Continua il nostro focus sui candidati a governatore della Calabria. Ecco il profilo di Carlo Tansi

Nato a Cosenza il 22 luglio del 1962, Carlo Tansi è stato il primo a scendere in campo per la tornata elettorale dalla quale il 26 gennaio uscirà fuori il nome del neo Presidente della Regione Calabria.

Non ha, e non ha mai avuto, tessere di partito, né ricoperto incarichi politici fino al suo “allontanamento forzato” dalla Protezione civile regionale, che ha guidato da novembre del 2015 al novembre del 2018, a seguito di una selezione pubblica nazionale.

Si definisce “uno scienziato al servizio di tutti e non un uomo di parte”.

Laureato in Scienze Geologiche presso l’Università della Calabria con 110 e lode, ha subito vinto una borsa di studio biennale presso l’Istituto di Ricerca per la Protezione Idrogeologica del Consiglio Nazionale delle Ricerche (CNR), svolta in buona parte presso il Laboratorio di Tectonique dell’Università Pierre e Marie Curie di Parigi.

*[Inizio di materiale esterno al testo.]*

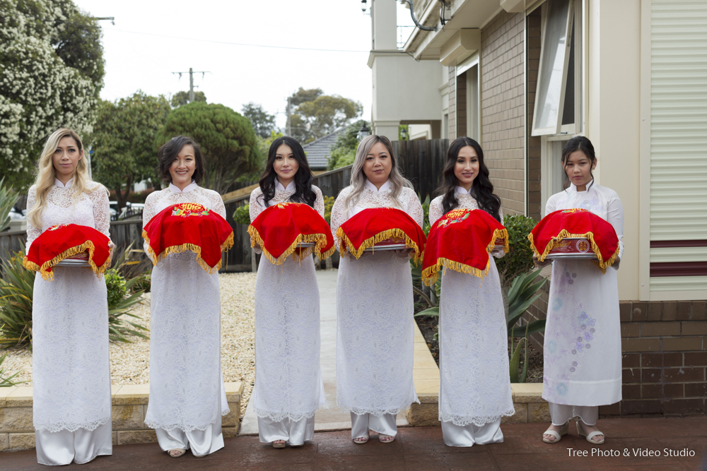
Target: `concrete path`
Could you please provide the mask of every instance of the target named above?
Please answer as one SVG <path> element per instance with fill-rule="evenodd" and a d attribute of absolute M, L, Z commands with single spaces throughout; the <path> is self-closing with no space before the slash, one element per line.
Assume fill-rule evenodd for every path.
<path fill-rule="evenodd" d="M 501 427 L 504 441 L 471 448 L 452 448 L 442 441 L 441 427 L 401 429 L 392 443 L 381 443 L 375 434 L 356 445 L 346 431 L 315 434 L 298 448 L 275 449 L 257 436 L 226 439 L 226 446 L 205 458 L 191 452 L 174 460 L 157 443 L 120 445 L 112 456 L 99 456 L 86 465 L 63 470 L 81 471 L 150 470 L 159 471 L 437 471 L 438 470 L 508 470 L 589 471 L 602 470 L 705 470 L 707 419 L 606 419 L 600 421 L 607 442 L 592 446 L 570 429 L 555 445 L 542 442 L 547 424 L 513 424 Z M 569 450 L 568 450 L 569 448 Z M 594 451 L 592 452 L 592 450 Z M 681 452 L 686 456 L 670 456 Z M 603 455 L 600 455 L 600 452 Z M 634 455 L 634 452 L 638 455 Z M 34 450 L 0 453 L 0 469 L 44 470 Z"/>
<path fill-rule="evenodd" d="M 321 322 L 322 379 L 327 394 L 329 409 L 320 409 L 315 415 L 315 430 L 351 429 L 351 421 L 349 412 L 342 412 L 337 405 L 337 270 L 317 270 L 319 284 L 320 317 Z M 404 411 L 397 417 L 398 427 L 409 426 Z M 239 436 L 257 435 L 257 416 L 249 403 L 243 415 Z"/>

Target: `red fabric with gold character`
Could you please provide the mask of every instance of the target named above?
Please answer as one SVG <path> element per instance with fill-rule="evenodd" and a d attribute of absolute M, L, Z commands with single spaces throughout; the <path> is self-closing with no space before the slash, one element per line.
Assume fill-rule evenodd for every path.
<path fill-rule="evenodd" d="M 430 229 L 422 280 L 433 285 L 442 267 L 484 278 L 491 268 L 489 253 L 496 245 L 508 251 L 508 232 L 493 216 L 480 209 L 453 209 Z"/>
<path fill-rule="evenodd" d="M 334 253 L 334 237 L 324 217 L 303 203 L 279 203 L 266 208 L 248 226 L 252 246 L 260 246 L 263 255 L 281 265 L 291 255 L 301 261 L 312 252 L 324 260 Z M 300 249 L 313 242 L 313 248 Z"/>
<path fill-rule="evenodd" d="M 171 205 L 143 228 L 153 264 L 170 254 L 190 251 L 209 275 L 221 267 L 223 251 L 233 246 L 233 230 L 216 211 L 197 203 Z"/>
<path fill-rule="evenodd" d="M 369 208 L 357 213 L 339 227 L 337 237 L 339 246 L 348 249 L 356 258 L 368 247 L 390 239 L 412 249 L 412 258 L 419 261 L 427 242 L 425 233 L 415 220 L 395 208 Z"/>
<path fill-rule="evenodd" d="M 110 265 L 110 240 L 93 227 L 78 224 L 58 224 L 52 226 L 30 246 L 30 253 L 23 260 L 25 268 L 38 271 L 42 278 L 54 280 L 52 267 L 64 258 L 82 252 L 88 253 L 88 263 L 97 276 Z"/>
<path fill-rule="evenodd" d="M 585 209 L 574 208 L 554 211 L 537 223 L 528 239 L 540 261 L 565 237 L 588 239 L 592 251 L 599 259 L 599 267 L 604 272 L 619 256 L 619 237 L 614 226 Z"/>

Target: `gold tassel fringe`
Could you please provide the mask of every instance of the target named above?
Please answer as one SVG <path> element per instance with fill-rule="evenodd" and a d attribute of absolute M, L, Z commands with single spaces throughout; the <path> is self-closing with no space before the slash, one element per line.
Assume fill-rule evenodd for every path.
<path fill-rule="evenodd" d="M 201 258 L 201 248 L 198 245 L 194 244 L 182 244 L 181 245 L 173 245 L 170 247 L 167 247 L 162 253 L 158 255 L 155 253 L 154 249 L 150 245 L 150 238 L 147 237 L 147 232 L 143 229 L 142 237 L 147 242 L 147 251 L 152 256 L 152 265 L 153 266 L 157 265 L 157 263 L 166 257 L 168 255 L 171 255 L 172 254 L 182 254 L 182 252 L 191 251 L 197 254 L 197 263 L 199 266 L 204 268 L 204 271 L 206 272 L 209 275 L 213 275 L 214 273 L 218 273 L 221 270 L 221 266 L 223 264 L 223 260 L 219 260 L 218 263 L 216 263 L 216 266 L 210 267 L 206 262 L 204 261 Z M 230 233 L 230 235 L 226 239 L 226 241 L 221 244 L 221 249 L 228 250 L 233 246 L 233 232 Z"/>
<path fill-rule="evenodd" d="M 420 248 L 414 240 L 410 239 L 410 237 L 405 234 L 405 231 L 401 229 L 390 229 L 387 231 L 379 232 L 373 237 L 369 237 L 368 239 L 364 240 L 358 249 L 354 246 L 354 244 L 349 239 L 349 237 L 346 237 L 346 234 L 344 232 L 344 230 L 341 227 L 337 230 L 337 237 L 339 239 L 339 246 L 340 247 L 342 245 L 346 245 L 349 251 L 353 254 L 356 259 L 361 258 L 361 256 L 363 253 L 364 250 L 368 247 L 373 247 L 378 242 L 381 242 L 388 239 L 399 239 L 405 242 L 405 246 L 407 247 L 412 249 L 415 251 L 415 253 L 412 256 L 415 263 L 422 261 L 423 254 L 420 251 Z M 375 247 L 373 248 L 373 251 L 375 251 Z"/>
<path fill-rule="evenodd" d="M 95 275 L 100 279 L 100 275 L 105 273 L 105 270 L 107 270 L 109 266 L 110 266 L 110 257 L 109 256 L 106 258 L 105 263 L 104 263 L 101 266 L 99 267 L 96 266 L 96 264 L 93 262 L 93 252 L 95 251 L 95 246 L 94 246 L 93 242 L 90 240 L 87 240 L 81 245 L 77 245 L 75 247 L 71 247 L 71 249 L 64 251 L 54 258 L 52 258 L 52 260 L 42 263 L 42 266 L 37 265 L 37 263 L 35 263 L 34 262 L 30 262 L 28 260 L 26 256 L 24 258 L 23 258 L 22 265 L 28 270 L 38 271 L 42 275 L 42 279 L 45 281 L 54 281 L 54 270 L 49 271 L 49 268 L 54 267 L 57 265 L 57 263 L 63 261 L 64 258 L 73 257 L 77 254 L 86 251 L 88 252 L 88 263 L 90 265 L 91 270 L 93 270 L 93 273 L 95 273 Z"/>
<path fill-rule="evenodd" d="M 602 269 L 602 273 L 607 273 L 607 268 L 610 267 L 612 264 L 616 261 L 617 257 L 619 256 L 619 250 L 621 249 L 621 246 L 617 246 L 617 249 L 611 258 L 607 261 L 604 261 L 602 258 L 602 252 L 599 250 L 599 246 L 597 245 L 597 243 L 594 241 L 594 232 L 587 232 L 586 234 L 571 234 L 566 229 L 563 229 L 560 231 L 559 234 L 550 240 L 542 254 L 540 254 L 540 252 L 539 252 L 535 248 L 535 242 L 533 241 L 532 233 L 531 232 L 530 234 L 528 234 L 528 240 L 530 241 L 530 246 L 532 247 L 532 250 L 535 253 L 535 256 L 537 256 L 537 259 L 541 262 L 545 260 L 545 257 L 547 257 L 547 254 L 550 253 L 550 251 L 559 245 L 559 243 L 562 242 L 562 239 L 565 237 L 588 239 L 590 240 L 590 244 L 592 246 L 592 251 L 594 252 L 594 254 L 597 256 L 597 258 L 599 259 L 598 262 L 595 261 L 595 263 L 596 263 L 596 265 Z"/>
<path fill-rule="evenodd" d="M 257 244 L 260 246 L 260 249 L 263 251 L 263 256 L 266 258 L 270 261 L 273 265 L 282 265 L 285 260 L 287 259 L 288 256 L 292 256 L 292 259 L 295 261 L 301 263 L 303 260 L 312 254 L 312 249 L 303 250 L 300 252 L 297 252 L 297 246 L 303 242 L 315 242 L 316 245 L 314 246 L 314 254 L 320 260 L 325 260 L 327 257 L 331 256 L 334 254 L 335 250 L 335 246 L 332 246 L 332 248 L 327 250 L 326 252 L 322 253 L 322 250 L 327 246 L 327 234 L 300 234 L 296 237 L 295 240 L 290 244 L 285 251 L 280 255 L 279 257 L 274 257 L 270 252 L 265 249 L 265 243 L 263 242 L 262 238 L 260 234 L 258 234 L 257 230 L 255 229 L 252 225 L 248 226 L 248 234 L 251 238 L 250 246 L 255 247 L 255 244 Z"/>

Dal 1994, a seguito del superamento di un concorso pubblico nazionale, è risultato vincitore di un concorso per ricercatore presso lo stesso Istituto del CNR, dove da allora si occupa dello studio delle faglie attive che interessano l’Appennino meridionale, e delle relazioni tra queste faglie e i terremoti e le frane.

Per 13 anni ha ricoperto il ruolo di professore incaricato di “Geologia Strutturale” presso il Dipartimento di Scienze della Terra dell’Università della Calabria.

Ha ricoperto la carica di vice-presidente e di consigliere dell’Ordine dei Geologi della Calabria. È stato Responsabile scientifico di vari progetti di ricerca scientifici nazionali e internazionali.

“Col decisionismo imposto dalle circostanze sono passato dalle parole ai fatti – dice del suo impegno nella ProCiv -: ho riformato profondamente la Protezione Civile e l’ho trasformata da ente disorganizzato e sprecone, struttura tecnica e operativa altamente specializzata, informatizzata e dotata di infrastrutture tecnologiche di alta affidabilità anche nel caso di grande evento calamitoso”.

L’ultimo giorno della sua esperienza triennale Carlo Tansi fu sospeso per 45 giorni dal proprio ruolo di dirigente, cosa che gli ha impedito di ricandidarsi alla stessa carica. Proprio da questa esperienza ritenuta negativa, è nato il movimento “arancione” che oggi lo sostiene nella corsa a Governatore.

Nel suo curriculum c’è anche la candidatura e l’elezione a consigliere di minoranza, al fianco del massmediologo Klaus Davi a San Luca.

Da sempre considerato un uomo anti casta, all’atto della presentazioni delle liste (lui sarà sostenuto da Tesoro Calabria, Calabria libera e Calabria pulita) non ha rinunciato a punzecchiare uno dei suoi bersagli preferiti, scrivendo sul suo profilo facebook:

“Ho appena appreso che tra i candidati che sostengono Jole Santelli c'è Domenico Tallini (detto Mimmo)! È cosi che vogliono cambiare la Calabria? Cari Calabresi vi imploro: per il futuro dei nostri figli, non votiamoli! Nel segreto dell'urna mettetevi una mano sulla coscienza”.